Alongside the focused solo presentations by Chevrier, Armstrong, Barker, and Salzwedel, the exhibition will include site-specific installations by Andrew Hem, Dan Witz, HOTxTEA, Isaac Cordal, Jaune, Laurence Vallieres, and Spenser Little.

A movement unified as much by its diversity as its similitude, 'New Contemporary' has come to denote an important heterogeneity of styles, media, contexts, and activations over the course of its establishment since the 90s. Unified in its fledgling beginnings by a founding countercultural impulse searching for its own nomenclature, the New Contemporary movement's shifting and inclusive designations have offered alternative narratives over the years to those popularized by the dominant art establishment and its conceptual predilections.

Though stylistically disparate, the work belonging to this rapidly expansive movement reveals a desire to reference the popular, social, and subcultural domains of contemporary experience, grounding, rather than rarifying, imagery in the familiar. Looking to the urban landscape and the kaleidoscopic shift of individual identities within it, these artists use the figurative and narrative to anchor their work in the accessible and aesthetically relatable. A fundamentally democratic stance governs the ambitions of this new guard, ever in search of novel ways to expand rather than to contract.
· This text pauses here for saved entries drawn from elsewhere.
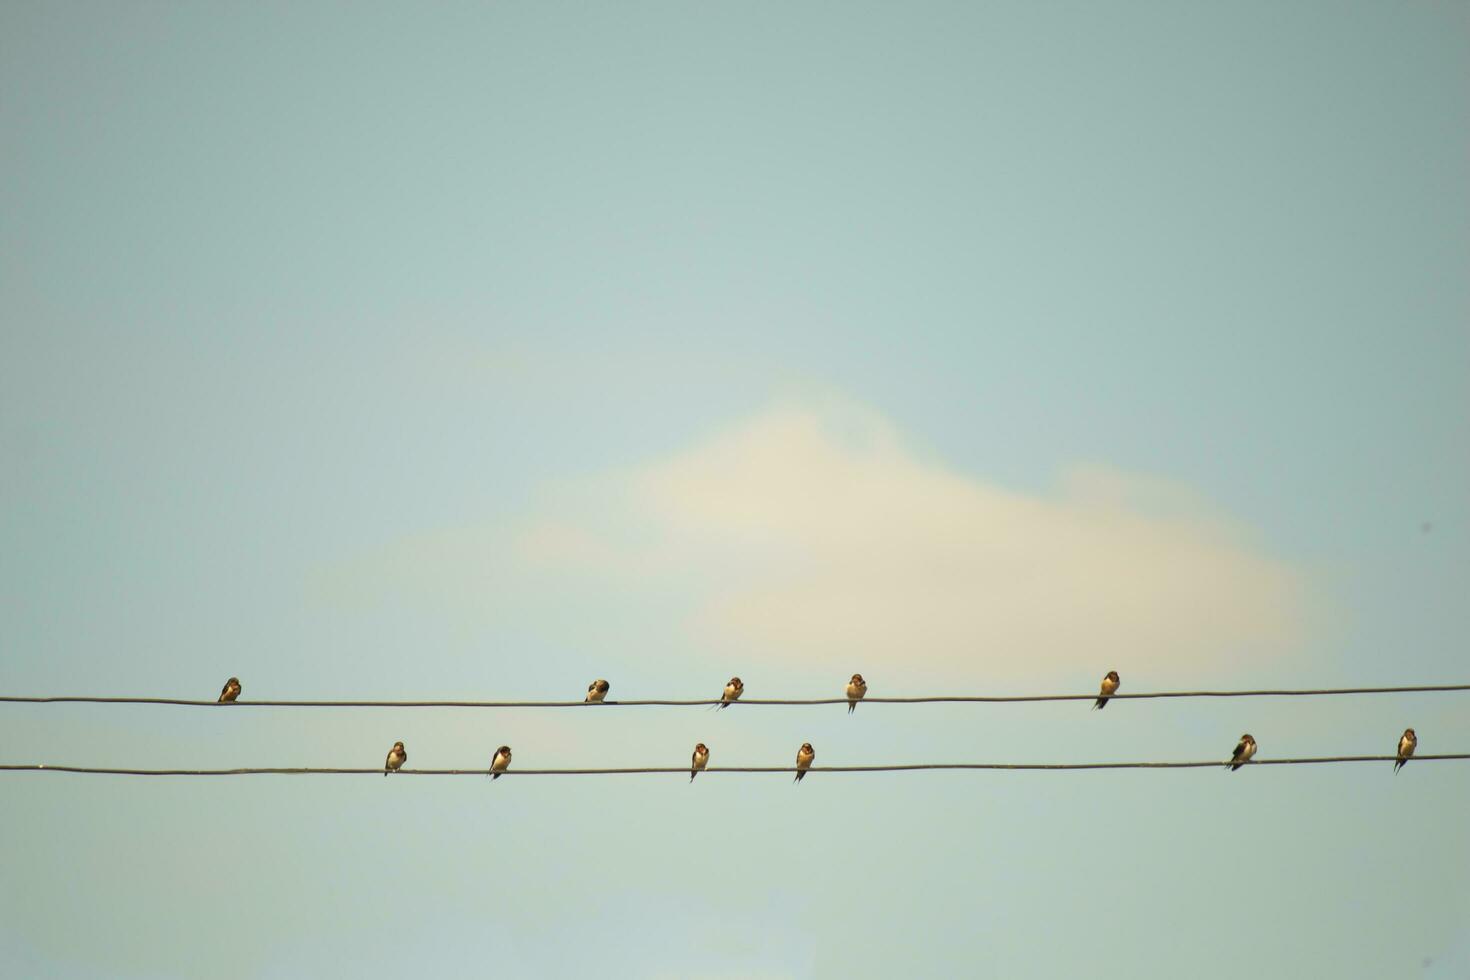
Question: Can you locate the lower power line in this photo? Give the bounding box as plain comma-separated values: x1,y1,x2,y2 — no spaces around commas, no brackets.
2,755,1467,776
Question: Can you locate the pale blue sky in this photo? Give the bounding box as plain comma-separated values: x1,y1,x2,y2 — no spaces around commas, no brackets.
2,3,1467,977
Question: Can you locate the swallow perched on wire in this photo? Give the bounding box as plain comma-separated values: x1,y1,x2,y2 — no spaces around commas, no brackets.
490,745,512,780
1093,670,1119,710
690,743,709,783
585,679,610,703
1395,728,1417,773
717,677,743,710
384,741,406,776
794,743,815,783
218,677,241,704
846,674,867,714
1227,734,1256,771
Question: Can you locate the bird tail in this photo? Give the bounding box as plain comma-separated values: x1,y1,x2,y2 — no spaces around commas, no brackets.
1394,758,1405,773
1229,761,1243,771
384,770,389,777
848,701,856,714
794,771,805,783
690,771,697,783
1093,697,1108,710
492,772,501,780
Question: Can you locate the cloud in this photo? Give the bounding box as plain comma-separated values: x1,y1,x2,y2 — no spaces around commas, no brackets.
314,401,1312,681
517,402,1311,679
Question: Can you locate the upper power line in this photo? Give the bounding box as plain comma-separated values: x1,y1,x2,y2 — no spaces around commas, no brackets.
2,683,1469,709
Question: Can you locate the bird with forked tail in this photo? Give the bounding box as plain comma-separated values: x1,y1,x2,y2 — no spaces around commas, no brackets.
716,677,743,710
1093,671,1119,710
1395,729,1416,773
794,743,815,783
1227,734,1256,772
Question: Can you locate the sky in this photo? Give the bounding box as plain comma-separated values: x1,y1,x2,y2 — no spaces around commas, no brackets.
1,2,1467,977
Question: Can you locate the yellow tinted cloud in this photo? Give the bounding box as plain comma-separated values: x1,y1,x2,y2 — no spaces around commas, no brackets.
521,402,1310,680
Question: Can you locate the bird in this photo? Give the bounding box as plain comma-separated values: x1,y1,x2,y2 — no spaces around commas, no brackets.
794,742,815,783
846,673,867,714
717,677,743,710
384,741,406,777
1395,728,1417,773
490,745,512,780
1093,670,1119,710
1227,734,1256,771
217,677,241,704
585,679,610,703
690,743,709,783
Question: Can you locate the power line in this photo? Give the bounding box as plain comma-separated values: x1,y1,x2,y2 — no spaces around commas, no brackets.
3,756,1467,776
2,684,1468,709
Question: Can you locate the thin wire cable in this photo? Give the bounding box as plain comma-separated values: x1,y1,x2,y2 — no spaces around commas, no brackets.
3,756,1467,776
2,684,1468,709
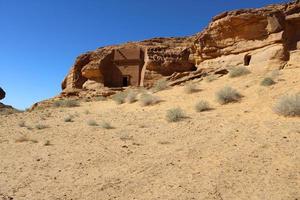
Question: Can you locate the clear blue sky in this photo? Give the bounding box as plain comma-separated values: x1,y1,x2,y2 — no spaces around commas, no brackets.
0,0,285,109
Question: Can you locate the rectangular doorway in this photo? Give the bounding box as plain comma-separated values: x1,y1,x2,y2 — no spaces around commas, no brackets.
122,76,129,87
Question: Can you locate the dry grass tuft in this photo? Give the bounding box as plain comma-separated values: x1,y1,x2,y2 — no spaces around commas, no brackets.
216,86,242,104
274,94,300,117
139,93,160,106
166,108,185,122
260,77,276,86
195,100,211,112
228,66,250,78
152,79,168,92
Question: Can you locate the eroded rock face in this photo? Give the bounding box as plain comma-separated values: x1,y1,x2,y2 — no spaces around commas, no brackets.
61,37,196,96
193,1,300,71
0,87,5,100
61,1,300,97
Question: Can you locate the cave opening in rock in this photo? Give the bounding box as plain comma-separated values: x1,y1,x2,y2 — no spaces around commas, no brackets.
122,76,129,87
244,55,252,66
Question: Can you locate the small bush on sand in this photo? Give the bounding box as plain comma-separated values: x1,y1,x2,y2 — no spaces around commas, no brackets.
18,121,26,127
64,115,73,122
112,92,127,104
139,93,160,106
166,108,185,122
195,100,211,112
152,79,168,92
260,77,275,86
35,124,48,130
53,99,79,107
64,99,80,107
216,86,242,104
87,119,98,126
274,94,300,117
205,75,218,82
184,83,198,94
229,66,250,78
99,121,113,129
125,90,138,103
95,96,106,101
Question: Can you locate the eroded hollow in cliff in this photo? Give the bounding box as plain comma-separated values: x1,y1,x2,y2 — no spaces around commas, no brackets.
244,54,252,66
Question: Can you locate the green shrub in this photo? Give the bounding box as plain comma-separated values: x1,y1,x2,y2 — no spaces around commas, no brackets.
87,120,98,126
139,93,160,106
53,99,79,107
152,79,168,92
166,108,185,122
205,75,218,82
35,124,48,130
260,77,275,86
99,121,113,129
125,90,138,103
228,67,250,78
94,96,106,101
216,86,242,104
18,121,26,127
64,116,73,122
274,94,300,117
64,99,80,107
195,100,211,112
184,83,198,94
112,92,127,104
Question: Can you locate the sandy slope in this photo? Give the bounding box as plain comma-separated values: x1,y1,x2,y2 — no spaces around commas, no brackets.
0,68,299,200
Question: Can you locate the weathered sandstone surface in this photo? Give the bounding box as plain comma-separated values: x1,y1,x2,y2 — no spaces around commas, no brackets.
61,1,300,97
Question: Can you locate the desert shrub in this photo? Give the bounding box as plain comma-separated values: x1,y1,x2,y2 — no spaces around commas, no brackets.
274,94,300,117
184,83,198,94
112,92,127,104
216,86,242,104
152,79,168,92
64,99,80,107
18,121,26,127
94,96,106,101
84,110,90,114
260,77,275,86
205,75,218,82
53,99,79,107
44,140,51,146
195,100,211,112
35,124,48,130
99,121,113,129
139,93,160,106
125,90,138,103
270,70,280,78
166,108,185,122
228,66,250,78
64,115,73,122
87,119,98,126
53,100,63,107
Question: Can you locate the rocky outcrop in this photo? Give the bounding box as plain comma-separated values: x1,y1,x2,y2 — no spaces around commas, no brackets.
0,87,5,100
61,1,300,98
193,1,300,71
61,37,196,97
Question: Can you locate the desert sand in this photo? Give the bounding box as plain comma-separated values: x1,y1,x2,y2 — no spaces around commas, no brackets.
0,69,299,200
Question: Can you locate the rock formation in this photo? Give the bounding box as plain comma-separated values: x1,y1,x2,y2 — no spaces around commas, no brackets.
0,87,5,100
61,1,300,97
193,1,300,71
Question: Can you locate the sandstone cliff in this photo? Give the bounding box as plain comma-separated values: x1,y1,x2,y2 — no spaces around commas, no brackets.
61,1,300,98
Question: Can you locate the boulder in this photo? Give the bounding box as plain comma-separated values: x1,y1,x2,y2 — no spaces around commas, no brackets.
0,87,5,100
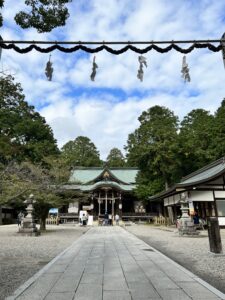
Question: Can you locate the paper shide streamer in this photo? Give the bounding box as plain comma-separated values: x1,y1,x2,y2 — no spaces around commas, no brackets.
181,56,191,82
90,56,98,81
45,54,53,81
137,55,147,81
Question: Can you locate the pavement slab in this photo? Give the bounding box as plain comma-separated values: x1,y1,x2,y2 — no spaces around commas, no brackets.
6,226,225,300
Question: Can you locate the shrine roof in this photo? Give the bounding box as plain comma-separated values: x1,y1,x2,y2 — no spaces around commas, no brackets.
149,157,225,201
69,167,138,185
64,181,136,192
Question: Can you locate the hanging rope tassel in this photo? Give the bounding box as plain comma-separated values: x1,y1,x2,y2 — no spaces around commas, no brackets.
0,35,3,62
90,56,98,81
137,55,147,81
45,54,53,81
221,33,225,68
181,55,191,82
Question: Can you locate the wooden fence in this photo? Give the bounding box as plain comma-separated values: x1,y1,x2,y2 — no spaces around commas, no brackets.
46,217,58,225
153,216,171,226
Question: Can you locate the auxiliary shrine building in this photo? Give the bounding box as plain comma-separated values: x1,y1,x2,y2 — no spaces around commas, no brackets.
60,166,155,221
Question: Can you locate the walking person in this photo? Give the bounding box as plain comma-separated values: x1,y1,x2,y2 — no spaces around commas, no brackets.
104,211,109,226
81,213,87,226
17,212,24,227
115,214,119,225
108,214,112,226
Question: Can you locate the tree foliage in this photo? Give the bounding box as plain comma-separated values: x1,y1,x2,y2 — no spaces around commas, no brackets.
0,158,72,229
0,75,59,163
106,148,125,167
61,136,102,167
125,100,225,201
211,99,225,159
125,106,180,199
179,109,214,175
1,0,72,32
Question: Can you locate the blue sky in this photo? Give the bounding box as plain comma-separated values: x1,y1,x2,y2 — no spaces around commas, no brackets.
1,0,225,159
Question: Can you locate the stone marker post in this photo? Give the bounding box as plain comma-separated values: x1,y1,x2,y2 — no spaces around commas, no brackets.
207,217,223,254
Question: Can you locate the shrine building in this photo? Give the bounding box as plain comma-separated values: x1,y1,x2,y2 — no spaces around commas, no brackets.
60,166,156,222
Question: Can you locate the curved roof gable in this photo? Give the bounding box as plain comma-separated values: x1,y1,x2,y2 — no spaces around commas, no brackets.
69,167,139,185
69,168,103,184
110,169,138,184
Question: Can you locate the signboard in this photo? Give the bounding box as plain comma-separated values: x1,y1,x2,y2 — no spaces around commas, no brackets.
83,205,92,210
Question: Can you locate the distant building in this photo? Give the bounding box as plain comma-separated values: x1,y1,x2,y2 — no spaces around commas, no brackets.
60,166,157,222
150,157,225,226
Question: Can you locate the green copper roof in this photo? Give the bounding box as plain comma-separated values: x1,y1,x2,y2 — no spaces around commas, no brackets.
110,169,138,184
80,181,136,192
69,169,103,183
69,167,138,184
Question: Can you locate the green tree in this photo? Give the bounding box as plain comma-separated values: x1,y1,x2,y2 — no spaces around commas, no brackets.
0,158,72,229
61,136,101,167
179,109,214,175
0,0,72,32
211,99,225,159
106,148,125,167
0,75,59,163
125,105,180,199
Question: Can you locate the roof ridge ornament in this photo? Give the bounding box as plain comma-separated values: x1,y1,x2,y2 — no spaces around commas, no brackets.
103,171,110,180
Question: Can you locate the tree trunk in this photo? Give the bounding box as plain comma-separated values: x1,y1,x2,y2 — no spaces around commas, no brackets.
165,180,169,190
40,217,46,231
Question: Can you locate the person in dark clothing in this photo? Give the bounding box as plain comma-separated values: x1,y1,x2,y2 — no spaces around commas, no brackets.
104,212,109,226
81,213,87,226
193,212,200,225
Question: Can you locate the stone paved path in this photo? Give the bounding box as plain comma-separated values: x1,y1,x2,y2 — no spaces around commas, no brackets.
7,227,225,300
Sandra Chevrier - Cages and the Allure of Freedom

Chevrier creates work that explores identity as a locus of competing imperatives and complex contradictions. Drawing parallels between the assumed invulnerability of the superhero and the impossible demands placed upon the contemporary individual, Chevrier creates literal and metaphoric masks by combining comic book imagery assembled from found and imagined sources. Her dystopian spin on the iconic figure of the superhero looks to reveal the flaws in the staged extroversion of a superficial veneer.

In Cages and the Allure of Freedom, her first significant solo museum presentation, Chevrier showcases large-scale sculptural works for the first time including three massive portrait based reliefs alongside three life-sized, hand-painted busts complementing some of her largest two-dimensional acrylic on canvas works.

Sandra Chevrier is a Montréal-based Canadian artist. Her work has been shown in Canada as well as in the United States, United Kingdom, Europe and Asia and in collections in Europe, the United States, Netherlands, Japan, New Zealand, Australia, and Russia.